The script of The Banner of Krivoi Rog was adapted from Otto Gotsche's popular novel by the same name, which was entered into East German schools' curriculum. Gotsche's book was based on real events which took place in Gerbstedt before and during the Second World War: a man named Otto Brosowski had hidden a Red Banner he received from the miners in Krivoi Rog. The Banner itself was kept as a symbol of Soviet-German friendship. Maetzig's film was commissioned for the 50th anniversary of the October Revolution.

==Reception==
The film was viewed by 2,772,000 people in the two months from its release until the end of 1967, with 750,000 of them in the first two weeks; that figure also included those who saw it in mandatory screenings in collective farms and schools. It became the second most watched East German film of the year, after Chingachgook, the Great Snake.

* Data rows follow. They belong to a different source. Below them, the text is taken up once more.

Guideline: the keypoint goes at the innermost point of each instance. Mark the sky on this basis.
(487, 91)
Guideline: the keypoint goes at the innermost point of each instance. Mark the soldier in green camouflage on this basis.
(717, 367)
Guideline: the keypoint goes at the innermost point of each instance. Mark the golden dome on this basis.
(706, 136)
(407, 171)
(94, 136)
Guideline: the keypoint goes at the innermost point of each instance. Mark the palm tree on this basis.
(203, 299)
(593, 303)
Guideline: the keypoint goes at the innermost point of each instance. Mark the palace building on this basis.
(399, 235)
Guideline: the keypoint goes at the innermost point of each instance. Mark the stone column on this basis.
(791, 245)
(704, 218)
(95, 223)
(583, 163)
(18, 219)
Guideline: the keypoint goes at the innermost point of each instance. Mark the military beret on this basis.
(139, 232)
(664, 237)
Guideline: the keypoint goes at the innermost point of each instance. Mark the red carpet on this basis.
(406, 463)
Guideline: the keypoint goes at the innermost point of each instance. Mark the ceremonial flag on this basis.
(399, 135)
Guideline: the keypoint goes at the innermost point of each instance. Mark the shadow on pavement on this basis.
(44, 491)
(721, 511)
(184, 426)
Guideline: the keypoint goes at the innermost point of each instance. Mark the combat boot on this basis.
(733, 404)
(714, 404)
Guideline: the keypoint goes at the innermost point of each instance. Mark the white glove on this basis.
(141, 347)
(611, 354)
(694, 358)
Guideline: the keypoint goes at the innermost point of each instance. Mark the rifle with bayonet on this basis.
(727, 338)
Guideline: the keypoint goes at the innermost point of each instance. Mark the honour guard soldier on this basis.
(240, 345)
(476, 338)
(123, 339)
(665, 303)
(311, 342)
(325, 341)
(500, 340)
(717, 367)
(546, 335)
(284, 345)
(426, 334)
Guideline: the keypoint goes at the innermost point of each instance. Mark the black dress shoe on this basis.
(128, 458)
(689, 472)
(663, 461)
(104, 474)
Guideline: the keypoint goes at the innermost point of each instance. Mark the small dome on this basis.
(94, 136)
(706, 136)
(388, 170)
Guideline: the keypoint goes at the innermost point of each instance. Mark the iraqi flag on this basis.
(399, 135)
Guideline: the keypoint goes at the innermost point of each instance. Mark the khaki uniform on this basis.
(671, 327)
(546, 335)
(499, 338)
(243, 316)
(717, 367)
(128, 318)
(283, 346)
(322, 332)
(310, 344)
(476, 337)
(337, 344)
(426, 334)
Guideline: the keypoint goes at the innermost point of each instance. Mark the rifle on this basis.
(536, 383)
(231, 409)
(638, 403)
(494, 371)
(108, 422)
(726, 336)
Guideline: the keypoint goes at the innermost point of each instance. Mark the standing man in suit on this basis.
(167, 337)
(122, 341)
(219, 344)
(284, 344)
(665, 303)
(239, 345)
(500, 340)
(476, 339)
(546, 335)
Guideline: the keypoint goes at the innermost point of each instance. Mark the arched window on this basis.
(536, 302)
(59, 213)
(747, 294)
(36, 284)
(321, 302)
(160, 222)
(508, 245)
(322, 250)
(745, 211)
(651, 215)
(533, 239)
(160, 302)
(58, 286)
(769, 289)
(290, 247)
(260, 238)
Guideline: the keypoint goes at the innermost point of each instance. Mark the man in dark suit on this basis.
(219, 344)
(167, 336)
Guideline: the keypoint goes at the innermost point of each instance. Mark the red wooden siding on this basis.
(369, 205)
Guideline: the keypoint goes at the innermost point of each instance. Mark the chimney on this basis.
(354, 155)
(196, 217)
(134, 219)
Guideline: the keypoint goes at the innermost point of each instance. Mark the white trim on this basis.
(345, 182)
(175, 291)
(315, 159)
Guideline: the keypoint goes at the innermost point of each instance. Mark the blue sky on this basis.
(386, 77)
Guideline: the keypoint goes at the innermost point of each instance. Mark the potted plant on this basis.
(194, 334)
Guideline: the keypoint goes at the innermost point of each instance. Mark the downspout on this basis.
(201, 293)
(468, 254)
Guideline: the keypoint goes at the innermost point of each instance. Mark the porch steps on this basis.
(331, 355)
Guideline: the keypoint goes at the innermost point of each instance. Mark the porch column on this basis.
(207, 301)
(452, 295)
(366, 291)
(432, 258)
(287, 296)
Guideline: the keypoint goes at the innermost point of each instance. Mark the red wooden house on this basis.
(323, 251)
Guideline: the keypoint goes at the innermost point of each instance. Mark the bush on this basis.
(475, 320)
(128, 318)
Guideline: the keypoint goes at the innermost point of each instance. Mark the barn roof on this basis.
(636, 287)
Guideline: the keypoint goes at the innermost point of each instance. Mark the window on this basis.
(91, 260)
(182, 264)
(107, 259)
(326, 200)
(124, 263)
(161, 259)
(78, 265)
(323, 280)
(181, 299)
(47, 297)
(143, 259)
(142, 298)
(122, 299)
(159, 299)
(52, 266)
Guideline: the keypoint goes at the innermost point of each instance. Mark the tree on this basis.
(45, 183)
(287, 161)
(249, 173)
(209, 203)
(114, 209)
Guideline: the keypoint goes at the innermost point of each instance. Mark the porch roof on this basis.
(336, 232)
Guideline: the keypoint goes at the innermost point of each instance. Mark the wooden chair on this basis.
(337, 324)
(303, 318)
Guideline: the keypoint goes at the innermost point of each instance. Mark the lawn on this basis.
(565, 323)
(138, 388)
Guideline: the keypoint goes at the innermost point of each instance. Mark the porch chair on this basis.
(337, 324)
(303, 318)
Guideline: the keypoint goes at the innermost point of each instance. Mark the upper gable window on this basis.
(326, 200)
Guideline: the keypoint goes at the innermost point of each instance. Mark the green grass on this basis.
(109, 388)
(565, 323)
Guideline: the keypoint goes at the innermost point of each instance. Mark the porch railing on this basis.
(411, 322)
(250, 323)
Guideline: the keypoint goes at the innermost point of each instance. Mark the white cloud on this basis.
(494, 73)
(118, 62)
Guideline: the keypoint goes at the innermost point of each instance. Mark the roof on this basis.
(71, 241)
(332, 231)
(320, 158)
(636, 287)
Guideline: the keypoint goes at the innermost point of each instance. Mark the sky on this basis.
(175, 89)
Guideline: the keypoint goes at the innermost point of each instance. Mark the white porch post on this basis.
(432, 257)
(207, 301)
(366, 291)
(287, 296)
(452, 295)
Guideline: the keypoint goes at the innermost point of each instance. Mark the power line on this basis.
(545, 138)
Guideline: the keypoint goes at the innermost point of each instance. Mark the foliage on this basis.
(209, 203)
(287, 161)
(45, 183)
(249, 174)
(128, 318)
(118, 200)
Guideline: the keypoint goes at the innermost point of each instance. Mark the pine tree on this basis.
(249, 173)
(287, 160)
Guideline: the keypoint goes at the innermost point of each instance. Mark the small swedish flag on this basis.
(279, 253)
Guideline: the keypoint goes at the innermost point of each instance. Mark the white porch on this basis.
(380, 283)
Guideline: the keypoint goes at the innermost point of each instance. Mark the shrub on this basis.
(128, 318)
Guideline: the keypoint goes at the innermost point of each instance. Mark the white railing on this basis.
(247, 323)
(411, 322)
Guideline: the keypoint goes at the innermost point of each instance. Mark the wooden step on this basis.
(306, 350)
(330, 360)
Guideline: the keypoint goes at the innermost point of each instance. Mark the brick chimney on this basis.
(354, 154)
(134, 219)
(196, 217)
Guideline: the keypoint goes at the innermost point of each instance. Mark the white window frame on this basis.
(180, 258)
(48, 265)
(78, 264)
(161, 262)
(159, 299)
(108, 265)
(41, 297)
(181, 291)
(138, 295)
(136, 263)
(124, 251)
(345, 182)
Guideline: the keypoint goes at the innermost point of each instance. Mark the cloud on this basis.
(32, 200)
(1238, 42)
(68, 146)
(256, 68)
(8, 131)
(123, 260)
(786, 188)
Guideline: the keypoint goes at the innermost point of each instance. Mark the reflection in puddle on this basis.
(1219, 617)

Maetzig, writer Hans-Albert Pederzani, actors Erwin Geschonneck and Marga Legal and cinematographer Erich Gusko were all awarded the National Prize, 1st degree, on 3 October 1968. The film also won the Cinema Award of the magazine Junge Welt.

Heiko R. Blum wrote that "the overly impassioned style, the hollow words... cannot destroy the picturesque quality of this impressive film, which is modeled after the classical Soviet epics." The German Film Lexicon defined The Banner of Kriwoy Rog as "an impressive, historically insightful picture that conveys its propaganda in a humane manner."